No tenía una libreta de apuntes a la mano, así que lo que sigue es de memoria. Estuve unos días en Vancouver, digamos que por razones de familia. Allá, un par de familiares me sumergieron en las obligaciones propias del turismo exprés. Visitar museos, contemplar los cuadros de ciertas galerías, recorrer avenidas plagadas de edificios exultantes, en busca de singularidades y “visiones únicas”.

Llegamos inevitablemente a Glastown, en una de cuyas calles se encuentra el reloj de vapor más famoso del continente. Pasamos entre escaparates iluminados y aromáticas cocinas. Se oía el grito de las gaviotas. Muy cerca de nosotros acababa de atracar un crucero que venía de Alaska.

Decidimos buscar un sitio para cenar y beber un trago. Conseguimos una mesa junto a un gran ventanal. Apenas llegaban las bebidas cuando la puerta se abrió y entraron al local seis jóvenes mexicanos. Quiso la suerte que les destinaran la mesa más próxima a la nuestra. Tenían entre 16 y 18 años.

Dentro del país, los mexicanos podemos odiarnos. Afuera por lo general nos da gusto encontrarnos.

Habían llegado a Vancouver para estudiar inglés, en estancias que iban de dos a seis meses. Vivían en casas de familias canadienses. Procedían de Sonora, Jalisco, Guanajuato y me parece que Hidalgo.

Luego de intercambiar unas palabras, nos dejamos en paz. Pronto llegó la cena.

Pero había algo extraño. Aquellos muchachos no hablaron de chicas, ni de Vancouver, ni de sus estudios, ni de sus familias, ni de su futuro. No hablaron de música, de libros, de series. Hablaron de violencia con una naturalidad que me pareció sobrecogedora.

Uno de ellos declaró que su estado era el más violento de México “y uno de los peores del mundo”. Relató a sus compañeros que hacía unos días “los mañosos” habían vuelto cenizas a dos niños. “Fueron a matar a un bato, le echaron gasolina a su casa y luego le aventaron un cerillo.
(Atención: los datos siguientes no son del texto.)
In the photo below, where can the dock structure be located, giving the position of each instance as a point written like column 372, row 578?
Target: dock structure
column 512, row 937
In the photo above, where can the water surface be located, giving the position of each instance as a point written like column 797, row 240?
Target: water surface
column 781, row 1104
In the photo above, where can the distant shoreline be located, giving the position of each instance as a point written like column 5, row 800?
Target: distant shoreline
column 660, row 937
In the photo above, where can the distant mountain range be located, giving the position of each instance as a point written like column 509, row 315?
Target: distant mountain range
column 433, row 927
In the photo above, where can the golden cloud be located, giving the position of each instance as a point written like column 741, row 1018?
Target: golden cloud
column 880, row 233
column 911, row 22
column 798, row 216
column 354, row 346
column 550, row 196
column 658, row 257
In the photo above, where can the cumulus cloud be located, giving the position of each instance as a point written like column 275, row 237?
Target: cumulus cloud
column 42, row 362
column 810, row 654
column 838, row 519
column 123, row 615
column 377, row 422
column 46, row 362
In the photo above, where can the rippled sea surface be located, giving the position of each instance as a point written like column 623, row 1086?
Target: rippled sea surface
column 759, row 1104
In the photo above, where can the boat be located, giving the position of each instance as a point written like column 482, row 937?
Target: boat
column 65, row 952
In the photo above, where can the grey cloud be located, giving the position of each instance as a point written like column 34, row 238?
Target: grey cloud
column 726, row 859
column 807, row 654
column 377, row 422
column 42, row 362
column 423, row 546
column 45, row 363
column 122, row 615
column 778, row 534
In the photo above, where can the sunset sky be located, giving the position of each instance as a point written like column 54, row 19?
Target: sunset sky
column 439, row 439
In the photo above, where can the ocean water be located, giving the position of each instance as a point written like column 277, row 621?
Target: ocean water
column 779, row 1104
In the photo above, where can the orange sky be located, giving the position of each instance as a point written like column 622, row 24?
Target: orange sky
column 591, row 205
Ahí dentro había dos niños, el más chico de cinco (años)”.

El muchacho agregó que había balaceras a diario, que el estado estaba lleno de lugares en los que la gente no salía de noche, y que en la sierra existían pueblos que se habían quedado completamente vacíos.

Otro de los jóvenes recordó que en Tlaquepaque acababa de pasar lo mismo. Según su relato un “comando armado” llegó a la mitad de un convivio y barrió a una familia entera. “Ahí también había niños”.

Luego dijo que esas cosas ni siquiera pasaban de noche, sino a la luz del día. Que hace meses hubo una balacera en una plaza comercial llena de gente y que hubo varios muertos y heridos.

Nosotros nos habíamos quedado callados, picando en nuestros platos.

El muchacho de Guanajuato dijo que a su estado no le iba mal en ese concurso. “De cinco a siete asesinatos diarios, hasta cinco violaciones en un fin de semana, secuestros todos los días”.

“Hay veces que las noticias hablan de que en un día hay más de 20 muertos”, le oí decir.

Le oí decir también:

“Es que allá hay tres cárteles peleándose entre ellos”.

Ya había oscurecido por completo y detrás del ventanal brillaban las luces de Vancouver, la ciudad más cara de América y una de las que ofrece la más alta calidad de vida. Por la calle pasaban muchachas riendo y conversando. Las marquesinas de las tiendas, los edificios de ladrillo rojo, las copas de los maples y las luces que se habían encendido en el muelle eran como un telón de fondo.

Allá pasaba todo eso y en el restaurante, a un lado de nosotros, seis muchachos hablaban de la muerte, de la sangre y de la muerte.

Hasta allá los perseguía México.

Hice cuentas. A finales de 2006, ellos tendrían de tres a cinco años. De manera que habían pasado la vida entre muertos. Oyendo todos los días de balaceras, decapitaciones, descuartizamientos. ¿Por qué iban a hablar de otra cosa?

De regreso al hotel, caminando en silencio bajo la llovizna, se me ocurrió que no sabíamos nada de esos jóvenes. Que ignoramos lo que tienen dentro. Nos la pasamos contando muertos, enumerando carpetas de investigación. Pero no nos hemos preguntado nada sobre su herida.

La herida que marcará para siempre la vida de esa generación.